Bylant’s face, which had turned white, suddenly looked as if the blood would burst through the skin. “I don’t understand you,” he stuttered.

“Mean to say you don’t want to marry me?”

“Of course I do!” he exploded. “But how did you find it out?”

“Oh, I’m not as dense as you think. I suppose, as you’re really conventional, you’d have liked to do the proposing yourself.”

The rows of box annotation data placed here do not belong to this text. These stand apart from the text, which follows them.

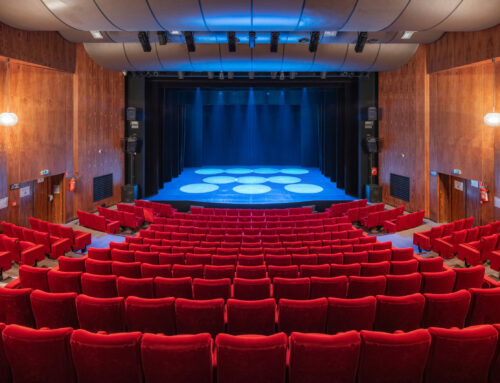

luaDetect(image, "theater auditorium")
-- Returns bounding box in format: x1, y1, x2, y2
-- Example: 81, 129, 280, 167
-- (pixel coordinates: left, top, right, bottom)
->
0, 0, 500, 383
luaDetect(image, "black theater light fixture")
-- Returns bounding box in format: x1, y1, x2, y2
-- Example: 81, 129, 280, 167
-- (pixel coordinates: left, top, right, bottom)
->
248, 32, 255, 48
138, 32, 151, 52
227, 32, 236, 52
184, 31, 196, 52
354, 32, 368, 53
309, 32, 320, 53
271, 32, 280, 53
158, 31, 168, 45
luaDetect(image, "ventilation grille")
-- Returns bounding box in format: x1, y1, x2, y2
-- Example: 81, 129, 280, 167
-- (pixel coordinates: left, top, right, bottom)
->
94, 174, 113, 202
391, 173, 410, 202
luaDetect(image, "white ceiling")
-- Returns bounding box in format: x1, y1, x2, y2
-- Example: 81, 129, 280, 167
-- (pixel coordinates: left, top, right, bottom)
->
0, 0, 500, 71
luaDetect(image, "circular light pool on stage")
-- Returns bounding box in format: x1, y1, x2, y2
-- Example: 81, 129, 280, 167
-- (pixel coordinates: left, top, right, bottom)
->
233, 185, 271, 194
226, 168, 253, 174
285, 184, 323, 194
236, 176, 267, 184
281, 169, 309, 175
195, 169, 224, 176
180, 184, 219, 194
253, 168, 280, 174
203, 176, 236, 185
267, 176, 302, 184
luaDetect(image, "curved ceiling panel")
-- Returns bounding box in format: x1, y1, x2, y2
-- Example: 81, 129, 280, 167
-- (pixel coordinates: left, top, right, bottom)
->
371, 44, 418, 72
342, 0, 410, 31
341, 44, 381, 71
84, 43, 135, 70
389, 0, 462, 31
0, 0, 69, 31
252, 0, 305, 31
156, 44, 193, 72
40, 0, 120, 31
189, 44, 222, 72
220, 44, 252, 72
298, 0, 356, 31
434, 0, 500, 31
143, 0, 207, 31
95, 0, 163, 31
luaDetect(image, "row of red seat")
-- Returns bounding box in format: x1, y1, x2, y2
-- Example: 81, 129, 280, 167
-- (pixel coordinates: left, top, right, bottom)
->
5, 325, 500, 383
413, 217, 476, 252
326, 199, 368, 217
97, 206, 144, 230
76, 210, 120, 234
13, 262, 486, 300
0, 288, 500, 337
383, 210, 425, 233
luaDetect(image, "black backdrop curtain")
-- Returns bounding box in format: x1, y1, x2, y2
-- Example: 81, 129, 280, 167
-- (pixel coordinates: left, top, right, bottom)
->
144, 83, 361, 200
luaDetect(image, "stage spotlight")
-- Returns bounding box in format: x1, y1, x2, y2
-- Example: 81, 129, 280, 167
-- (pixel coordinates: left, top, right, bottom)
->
309, 32, 320, 53
354, 32, 368, 53
138, 32, 151, 52
271, 32, 280, 53
227, 32, 236, 52
158, 31, 168, 45
184, 32, 196, 52
248, 32, 255, 48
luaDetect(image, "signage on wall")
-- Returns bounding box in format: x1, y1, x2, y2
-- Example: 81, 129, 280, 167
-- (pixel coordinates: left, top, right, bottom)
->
19, 186, 31, 198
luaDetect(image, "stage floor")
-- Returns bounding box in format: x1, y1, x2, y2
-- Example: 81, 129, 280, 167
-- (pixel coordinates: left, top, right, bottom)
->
148, 166, 355, 205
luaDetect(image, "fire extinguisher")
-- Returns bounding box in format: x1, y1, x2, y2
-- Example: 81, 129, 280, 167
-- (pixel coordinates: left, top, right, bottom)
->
479, 181, 488, 203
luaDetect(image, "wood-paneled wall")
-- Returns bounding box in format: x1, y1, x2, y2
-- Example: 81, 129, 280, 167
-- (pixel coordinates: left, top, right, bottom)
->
0, 24, 125, 224
379, 26, 500, 222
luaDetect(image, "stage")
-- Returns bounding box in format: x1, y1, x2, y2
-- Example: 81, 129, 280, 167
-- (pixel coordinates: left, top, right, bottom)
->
147, 166, 355, 210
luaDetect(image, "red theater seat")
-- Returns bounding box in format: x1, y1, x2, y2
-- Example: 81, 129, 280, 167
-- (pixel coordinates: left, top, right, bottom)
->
71, 330, 143, 383
175, 298, 224, 337
358, 330, 431, 383
226, 298, 276, 335
125, 297, 176, 335
424, 326, 498, 383
2, 325, 76, 383
326, 297, 377, 334
289, 331, 361, 383
76, 294, 126, 332
30, 290, 80, 328
374, 294, 425, 332
215, 333, 287, 383
141, 334, 213, 383
278, 298, 328, 335
422, 290, 471, 328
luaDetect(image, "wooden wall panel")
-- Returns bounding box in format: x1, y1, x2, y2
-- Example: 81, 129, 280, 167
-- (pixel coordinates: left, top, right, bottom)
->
379, 47, 428, 211
0, 23, 76, 72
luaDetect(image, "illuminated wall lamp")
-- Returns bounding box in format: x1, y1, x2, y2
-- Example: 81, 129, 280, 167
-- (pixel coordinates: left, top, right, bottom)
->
484, 58, 500, 127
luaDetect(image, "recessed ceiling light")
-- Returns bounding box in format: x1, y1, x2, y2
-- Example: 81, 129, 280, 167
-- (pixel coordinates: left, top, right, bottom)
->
90, 31, 104, 40
401, 31, 415, 40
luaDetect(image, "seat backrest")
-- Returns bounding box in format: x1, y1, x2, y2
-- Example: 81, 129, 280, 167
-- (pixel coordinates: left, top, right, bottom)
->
71, 330, 143, 383
424, 325, 498, 383
215, 333, 287, 383
289, 331, 361, 383
358, 329, 431, 383
141, 334, 213, 383
2, 325, 76, 383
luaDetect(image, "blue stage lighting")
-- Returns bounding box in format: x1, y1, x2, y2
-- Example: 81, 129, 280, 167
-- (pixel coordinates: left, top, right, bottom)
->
203, 176, 237, 185
285, 184, 323, 194
233, 185, 271, 194
180, 184, 219, 194
267, 176, 302, 184
236, 176, 267, 184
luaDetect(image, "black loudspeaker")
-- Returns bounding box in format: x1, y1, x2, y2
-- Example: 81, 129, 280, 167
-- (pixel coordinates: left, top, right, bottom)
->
366, 184, 382, 203
122, 185, 137, 203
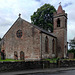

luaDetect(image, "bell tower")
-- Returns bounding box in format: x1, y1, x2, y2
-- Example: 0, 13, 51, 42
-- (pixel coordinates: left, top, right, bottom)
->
53, 4, 67, 58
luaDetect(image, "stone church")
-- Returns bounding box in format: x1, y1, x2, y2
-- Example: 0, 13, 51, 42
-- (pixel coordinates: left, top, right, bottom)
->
1, 5, 67, 61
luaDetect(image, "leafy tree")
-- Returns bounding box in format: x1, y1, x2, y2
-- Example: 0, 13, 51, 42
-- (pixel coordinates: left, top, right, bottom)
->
0, 38, 2, 41
31, 4, 56, 32
69, 38, 75, 50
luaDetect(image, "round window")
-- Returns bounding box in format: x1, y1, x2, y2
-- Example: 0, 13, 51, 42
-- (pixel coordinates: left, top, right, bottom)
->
16, 30, 22, 38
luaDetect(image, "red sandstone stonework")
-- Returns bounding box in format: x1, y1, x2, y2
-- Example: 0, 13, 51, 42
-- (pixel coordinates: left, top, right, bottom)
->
1, 4, 67, 61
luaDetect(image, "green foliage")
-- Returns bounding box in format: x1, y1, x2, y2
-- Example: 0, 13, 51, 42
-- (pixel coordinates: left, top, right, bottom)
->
44, 58, 58, 63
69, 38, 75, 50
31, 4, 56, 32
0, 38, 2, 41
68, 49, 75, 53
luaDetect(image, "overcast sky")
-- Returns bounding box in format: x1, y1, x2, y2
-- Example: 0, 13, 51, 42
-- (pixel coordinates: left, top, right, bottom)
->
0, 0, 75, 41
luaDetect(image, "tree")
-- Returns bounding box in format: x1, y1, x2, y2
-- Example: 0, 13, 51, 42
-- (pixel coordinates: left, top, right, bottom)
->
69, 38, 75, 50
31, 4, 56, 32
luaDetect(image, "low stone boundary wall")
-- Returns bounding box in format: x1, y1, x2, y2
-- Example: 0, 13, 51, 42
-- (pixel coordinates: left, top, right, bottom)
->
0, 60, 75, 72
0, 61, 49, 72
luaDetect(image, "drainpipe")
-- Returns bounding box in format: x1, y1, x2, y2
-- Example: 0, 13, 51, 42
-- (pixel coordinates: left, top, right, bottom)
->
40, 32, 42, 60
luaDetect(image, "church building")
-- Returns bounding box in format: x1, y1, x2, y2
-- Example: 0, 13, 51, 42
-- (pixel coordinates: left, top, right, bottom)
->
1, 5, 67, 61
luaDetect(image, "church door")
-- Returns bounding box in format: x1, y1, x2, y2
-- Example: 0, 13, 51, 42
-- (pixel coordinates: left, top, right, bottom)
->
20, 51, 24, 60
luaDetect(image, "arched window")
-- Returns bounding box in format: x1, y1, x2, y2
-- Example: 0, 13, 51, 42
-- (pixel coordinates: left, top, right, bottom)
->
45, 36, 48, 53
52, 39, 55, 54
14, 51, 18, 60
57, 18, 60, 27
20, 51, 24, 60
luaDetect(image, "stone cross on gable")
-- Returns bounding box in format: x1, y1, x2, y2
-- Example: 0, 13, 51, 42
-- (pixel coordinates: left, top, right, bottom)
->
19, 14, 21, 17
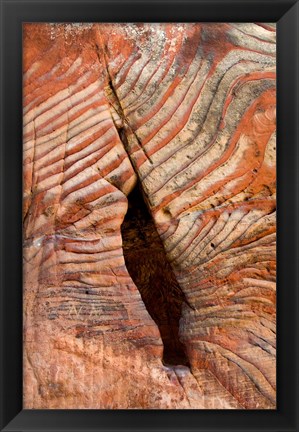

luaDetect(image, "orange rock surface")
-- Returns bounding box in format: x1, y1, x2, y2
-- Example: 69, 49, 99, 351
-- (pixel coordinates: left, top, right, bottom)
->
23, 23, 276, 409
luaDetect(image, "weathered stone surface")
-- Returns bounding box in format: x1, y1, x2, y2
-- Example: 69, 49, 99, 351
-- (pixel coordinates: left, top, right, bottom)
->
24, 23, 276, 409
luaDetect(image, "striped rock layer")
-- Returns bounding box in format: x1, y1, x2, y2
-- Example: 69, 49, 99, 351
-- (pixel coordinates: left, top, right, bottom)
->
23, 23, 276, 409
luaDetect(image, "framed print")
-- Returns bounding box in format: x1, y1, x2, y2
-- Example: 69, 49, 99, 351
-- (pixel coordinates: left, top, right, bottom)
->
1, 0, 298, 431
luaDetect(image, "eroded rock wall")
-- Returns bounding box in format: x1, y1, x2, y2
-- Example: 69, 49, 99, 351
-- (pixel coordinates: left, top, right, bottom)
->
24, 23, 276, 409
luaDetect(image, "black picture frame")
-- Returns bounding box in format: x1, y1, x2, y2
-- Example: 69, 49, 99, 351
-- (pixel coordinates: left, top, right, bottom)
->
0, 0, 299, 432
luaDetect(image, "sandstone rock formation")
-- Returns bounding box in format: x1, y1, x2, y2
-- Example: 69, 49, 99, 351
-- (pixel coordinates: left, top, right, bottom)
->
23, 23, 276, 409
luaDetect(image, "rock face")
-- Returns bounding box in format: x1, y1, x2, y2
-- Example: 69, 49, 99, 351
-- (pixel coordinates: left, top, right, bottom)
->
23, 23, 276, 409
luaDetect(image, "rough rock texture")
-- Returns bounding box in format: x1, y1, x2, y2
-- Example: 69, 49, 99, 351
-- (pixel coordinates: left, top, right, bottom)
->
23, 23, 276, 409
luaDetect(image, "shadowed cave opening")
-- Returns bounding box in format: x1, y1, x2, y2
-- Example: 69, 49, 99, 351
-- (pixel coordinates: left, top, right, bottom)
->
121, 185, 189, 366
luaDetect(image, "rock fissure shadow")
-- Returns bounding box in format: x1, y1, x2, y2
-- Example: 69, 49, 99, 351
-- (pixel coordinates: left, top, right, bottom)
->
121, 185, 189, 366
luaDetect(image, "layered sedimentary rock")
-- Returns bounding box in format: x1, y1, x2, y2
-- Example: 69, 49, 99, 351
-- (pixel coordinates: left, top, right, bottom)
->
24, 23, 276, 409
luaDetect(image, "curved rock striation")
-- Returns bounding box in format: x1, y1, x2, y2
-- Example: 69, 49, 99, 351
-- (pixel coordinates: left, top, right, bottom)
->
23, 23, 276, 409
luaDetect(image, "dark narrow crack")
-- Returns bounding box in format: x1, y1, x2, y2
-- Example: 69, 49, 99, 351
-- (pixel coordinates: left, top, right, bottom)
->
121, 185, 189, 366
97, 42, 153, 164
97, 41, 191, 366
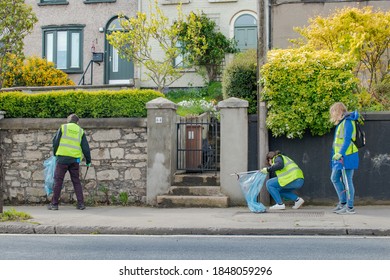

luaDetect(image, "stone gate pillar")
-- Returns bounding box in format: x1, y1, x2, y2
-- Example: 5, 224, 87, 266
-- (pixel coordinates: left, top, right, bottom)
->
218, 97, 249, 206
146, 97, 177, 205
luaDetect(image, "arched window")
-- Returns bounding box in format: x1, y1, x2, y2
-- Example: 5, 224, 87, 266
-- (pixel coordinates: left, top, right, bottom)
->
234, 14, 257, 52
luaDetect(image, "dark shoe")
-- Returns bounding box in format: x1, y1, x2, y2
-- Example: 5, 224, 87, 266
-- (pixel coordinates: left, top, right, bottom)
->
76, 203, 85, 210
47, 203, 58, 210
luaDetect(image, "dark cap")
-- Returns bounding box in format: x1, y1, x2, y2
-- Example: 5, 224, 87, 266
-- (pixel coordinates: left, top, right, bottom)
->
67, 114, 79, 123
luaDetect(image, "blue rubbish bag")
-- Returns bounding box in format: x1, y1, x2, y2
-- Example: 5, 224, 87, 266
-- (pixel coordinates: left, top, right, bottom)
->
43, 156, 57, 196
237, 170, 267, 213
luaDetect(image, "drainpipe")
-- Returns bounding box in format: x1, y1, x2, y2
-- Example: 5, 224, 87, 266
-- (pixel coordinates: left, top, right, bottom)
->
0, 111, 5, 213
257, 0, 270, 205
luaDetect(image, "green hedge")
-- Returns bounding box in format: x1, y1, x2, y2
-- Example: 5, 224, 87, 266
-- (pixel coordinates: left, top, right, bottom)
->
261, 48, 358, 138
0, 89, 164, 118
222, 49, 257, 114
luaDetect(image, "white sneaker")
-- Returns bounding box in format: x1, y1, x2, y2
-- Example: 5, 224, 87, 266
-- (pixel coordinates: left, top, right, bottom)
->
269, 204, 286, 210
292, 197, 305, 209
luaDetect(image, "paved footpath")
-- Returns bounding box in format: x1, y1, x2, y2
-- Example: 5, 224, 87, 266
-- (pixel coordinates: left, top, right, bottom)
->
0, 205, 390, 236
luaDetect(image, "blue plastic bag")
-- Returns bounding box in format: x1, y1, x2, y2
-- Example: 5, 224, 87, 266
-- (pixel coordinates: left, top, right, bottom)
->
43, 156, 57, 195
238, 170, 267, 213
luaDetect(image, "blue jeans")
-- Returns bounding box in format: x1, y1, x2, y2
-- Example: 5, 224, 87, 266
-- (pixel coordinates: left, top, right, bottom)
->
330, 168, 355, 208
266, 177, 305, 204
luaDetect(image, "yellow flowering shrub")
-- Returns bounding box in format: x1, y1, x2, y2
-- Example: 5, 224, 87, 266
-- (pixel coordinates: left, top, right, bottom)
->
3, 55, 75, 87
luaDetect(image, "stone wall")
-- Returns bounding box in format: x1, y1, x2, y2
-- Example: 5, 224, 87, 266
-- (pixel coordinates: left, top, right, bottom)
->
0, 118, 147, 204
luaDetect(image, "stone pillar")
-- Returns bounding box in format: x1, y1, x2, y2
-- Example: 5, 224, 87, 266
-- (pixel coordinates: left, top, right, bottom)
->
218, 97, 249, 206
146, 97, 177, 205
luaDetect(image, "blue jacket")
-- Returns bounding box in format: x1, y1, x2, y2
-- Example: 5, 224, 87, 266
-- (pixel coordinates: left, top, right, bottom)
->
331, 111, 359, 169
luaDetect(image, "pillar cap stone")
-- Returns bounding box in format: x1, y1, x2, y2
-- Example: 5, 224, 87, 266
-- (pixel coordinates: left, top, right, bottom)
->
218, 97, 249, 109
146, 97, 178, 110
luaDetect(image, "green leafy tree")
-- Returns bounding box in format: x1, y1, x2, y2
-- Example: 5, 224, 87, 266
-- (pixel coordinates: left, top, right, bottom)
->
292, 7, 390, 92
178, 12, 238, 82
0, 0, 38, 88
261, 47, 358, 138
107, 0, 204, 91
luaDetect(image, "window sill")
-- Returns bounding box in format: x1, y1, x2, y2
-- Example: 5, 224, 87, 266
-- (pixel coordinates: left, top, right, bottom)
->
38, 1, 69, 6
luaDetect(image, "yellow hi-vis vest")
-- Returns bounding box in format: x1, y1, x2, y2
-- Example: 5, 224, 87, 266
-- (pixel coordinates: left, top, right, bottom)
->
333, 120, 358, 155
56, 123, 84, 158
272, 155, 304, 187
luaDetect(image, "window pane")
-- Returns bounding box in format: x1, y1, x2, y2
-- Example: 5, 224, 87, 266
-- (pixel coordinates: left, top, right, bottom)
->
70, 33, 80, 68
45, 33, 54, 62
112, 48, 119, 73
57, 31, 68, 69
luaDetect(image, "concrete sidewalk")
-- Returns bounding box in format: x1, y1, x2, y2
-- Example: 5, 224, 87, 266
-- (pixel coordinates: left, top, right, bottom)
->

“Not a bit of it. I don’t care a damn——” And then a flicker of apprehension in Gita’s eyes, otherwise as cold and calm as the pool, struck a warning note in his consciousness. He sank back on his elbow. The blood ebbed from his face and he shrugged his shoulders.

“Let us have this out,” he said practically. “Unless, of course, you are cultivating your sense of humor.”

“Not at all. I’ve known for some time you intended to marry me, and when Mrs. Pleyden insisted I meet those one-ideaed tanked-up friends of Polly’s often enough to convince me of the utter boredom of a winter in their society, and always had you on hand to make them appear like morons by contrast (she doesn’t share Polly’s enthusiasm for my outrée self, you know), and when you trotted out three of your friends, infinitely superior, but by no means dangerous, I knew the siege was closing in.”

“Good lord!” muttered Bylant.

“You needn’t blush. I admire your tactics immensely.”

“I believe you’d see through a stone wall.”

“Say a gauze curtain with an arc-light behind it. I fancy I’ll get a lot of fun out of life.”

“I fancy you will.” His tones were as dry as his tongue.

“And I’d get a lot more with you than I could by myself——”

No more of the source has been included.